El Pentágono, que pagará por las operaciones, y el Departamento de Seguridad Nacional, bajo cuya jurisdicción está la Patrulla Fronteriza, concluyen estos días los detalles sobre las reglas bajo las cuales los soldados apoyarán la labor policial.
“En junio comenzará la movilización de algunos contingentes, muy probablemente de las Guardias Nacionales de los cuatro estados fronterizos —California, Arizona, Nuevo México y Texas—, que apoyarán a la Patrulla Fronteriza y prepararán las instalaciones para las unidades que irán en el futuro”, dijo a EFE, Jack Harrison, portavoz de la Guardia Nacional en Arlington, Virginia.
Entre sus tareas estarán el manejo de vehículos de transporte y de maquinaria para la construcción de caminos y vallas, y la operación de equipos de comunicaciones, cámaras de observación y aviones de vigilancia.
No es algo nuevo para la Guardia Nacional, que es un cuerpo de milicias ciudadanas a las órdenes del Gobierno de cada Estado.
Un pequeño contingente de miembros de estas unidades han dado apoyo a la Patrulla Fronteriza desde hace más de dos décadas, pero el Presidente de EE.UU., George W. Bush, ha ordenado un incremento drástico para impedir la entrada de inmigrantes clandestinos, mientras el Congreso debate una reforma migratoria.

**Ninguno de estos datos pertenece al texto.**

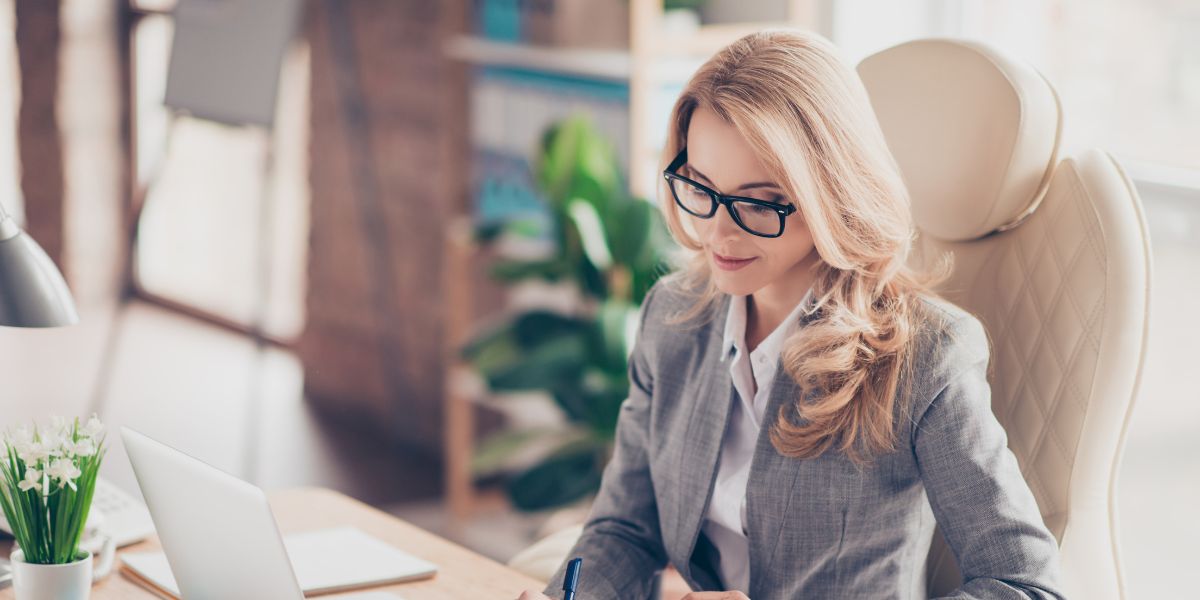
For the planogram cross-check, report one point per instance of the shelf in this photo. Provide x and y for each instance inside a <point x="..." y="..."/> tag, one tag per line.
<point x="595" y="64"/>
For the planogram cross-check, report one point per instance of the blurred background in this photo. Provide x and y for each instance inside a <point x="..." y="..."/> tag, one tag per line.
<point x="396" y="247"/>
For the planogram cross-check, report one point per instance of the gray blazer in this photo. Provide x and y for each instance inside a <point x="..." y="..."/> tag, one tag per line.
<point x="817" y="528"/>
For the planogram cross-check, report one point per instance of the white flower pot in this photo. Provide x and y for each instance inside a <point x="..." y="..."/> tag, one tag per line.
<point x="70" y="581"/>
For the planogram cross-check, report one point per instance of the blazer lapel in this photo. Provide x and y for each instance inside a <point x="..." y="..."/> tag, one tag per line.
<point x="772" y="480"/>
<point x="702" y="444"/>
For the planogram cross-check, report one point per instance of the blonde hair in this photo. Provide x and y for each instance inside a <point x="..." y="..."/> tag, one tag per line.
<point x="809" y="120"/>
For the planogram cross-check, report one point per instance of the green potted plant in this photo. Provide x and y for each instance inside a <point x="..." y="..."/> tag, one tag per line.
<point x="611" y="247"/>
<point x="47" y="480"/>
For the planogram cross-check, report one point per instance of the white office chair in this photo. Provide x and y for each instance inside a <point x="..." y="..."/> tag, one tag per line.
<point x="1053" y="256"/>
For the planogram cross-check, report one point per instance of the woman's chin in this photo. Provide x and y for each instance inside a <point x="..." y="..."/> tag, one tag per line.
<point x="737" y="285"/>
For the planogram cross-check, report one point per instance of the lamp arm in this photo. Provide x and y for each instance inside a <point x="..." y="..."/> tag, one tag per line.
<point x="9" y="227"/>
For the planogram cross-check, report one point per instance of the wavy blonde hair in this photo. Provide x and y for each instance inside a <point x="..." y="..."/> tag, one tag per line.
<point x="810" y="123"/>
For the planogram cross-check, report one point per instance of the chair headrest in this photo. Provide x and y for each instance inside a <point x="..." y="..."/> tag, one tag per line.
<point x="976" y="133"/>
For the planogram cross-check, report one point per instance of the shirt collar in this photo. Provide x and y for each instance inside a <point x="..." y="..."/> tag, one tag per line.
<point x="736" y="324"/>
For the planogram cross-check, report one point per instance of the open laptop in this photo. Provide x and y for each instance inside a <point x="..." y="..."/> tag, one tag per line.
<point x="221" y="540"/>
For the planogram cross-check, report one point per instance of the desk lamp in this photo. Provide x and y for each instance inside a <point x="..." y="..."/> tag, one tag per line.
<point x="33" y="293"/>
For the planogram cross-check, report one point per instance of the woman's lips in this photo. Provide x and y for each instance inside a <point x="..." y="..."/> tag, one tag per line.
<point x="730" y="263"/>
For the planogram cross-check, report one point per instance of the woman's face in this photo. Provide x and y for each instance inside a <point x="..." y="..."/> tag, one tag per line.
<point x="742" y="263"/>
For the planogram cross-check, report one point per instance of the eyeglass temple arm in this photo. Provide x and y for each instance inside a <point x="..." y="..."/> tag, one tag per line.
<point x="679" y="160"/>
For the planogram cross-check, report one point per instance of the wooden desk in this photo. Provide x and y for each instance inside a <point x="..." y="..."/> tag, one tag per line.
<point x="462" y="574"/>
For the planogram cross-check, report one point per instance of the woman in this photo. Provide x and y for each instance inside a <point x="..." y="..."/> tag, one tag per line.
<point x="802" y="406"/>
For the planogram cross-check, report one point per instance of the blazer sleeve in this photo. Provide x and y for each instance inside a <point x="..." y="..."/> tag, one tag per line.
<point x="975" y="485"/>
<point x="621" y="545"/>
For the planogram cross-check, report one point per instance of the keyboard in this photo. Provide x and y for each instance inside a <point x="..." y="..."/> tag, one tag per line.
<point x="115" y="511"/>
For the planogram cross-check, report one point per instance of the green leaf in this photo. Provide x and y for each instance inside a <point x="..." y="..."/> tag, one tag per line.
<point x="592" y="233"/>
<point x="569" y="474"/>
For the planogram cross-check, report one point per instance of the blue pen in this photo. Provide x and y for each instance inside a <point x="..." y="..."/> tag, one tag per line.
<point x="573" y="579"/>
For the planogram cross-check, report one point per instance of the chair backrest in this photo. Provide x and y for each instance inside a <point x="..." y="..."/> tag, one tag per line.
<point x="1051" y="255"/>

El representante Duncan Hunter, republicano de California, destacó esta semana cómo, con la ayuda de la Guardia Nacional y el apoyo del Pentágono, se tendió en el área de San Diego una cerca que redujo drásticamente el tránsito de indocumentados y el tráfico de drogas.
“Ahora es la zona de 630 kilómetros entre Calexico (California) y Douglas (Arizona) donde transcurre el mayor movimiento de contrabandistas”, agregó. “Es una región donde las temperaturas ya están en 43 grados a la sombra y donde mueren unas 400 personas cada año cuando tratan de cruzar el desierto”.
El subsecretario de Defensa, Paul McHale, ha indicado que el compromiso inicial es de enviar unos 6,000 soldados, que cumplirán turnos de hasta 12 meses en la primera fase de emplazamiento, y que durante “un posible segundo año el apoyo militar no superará los 3,000 soldados”.
La gobernadora de Arizona, Janet Napolitano, demócrata, ya ordenó el año pasado el incremento del apoyo de la Guardia Nacional a la Patrulla de Fronteras en su Estado.
No obstante, el gobernador de California, el republicano Arnold Schwarzenegger, ha dicho que todavía no ha decidido si accederá al despliegue de las tropas de su Estado, porque no queda claro durante cuánto tiempo durará esta misión.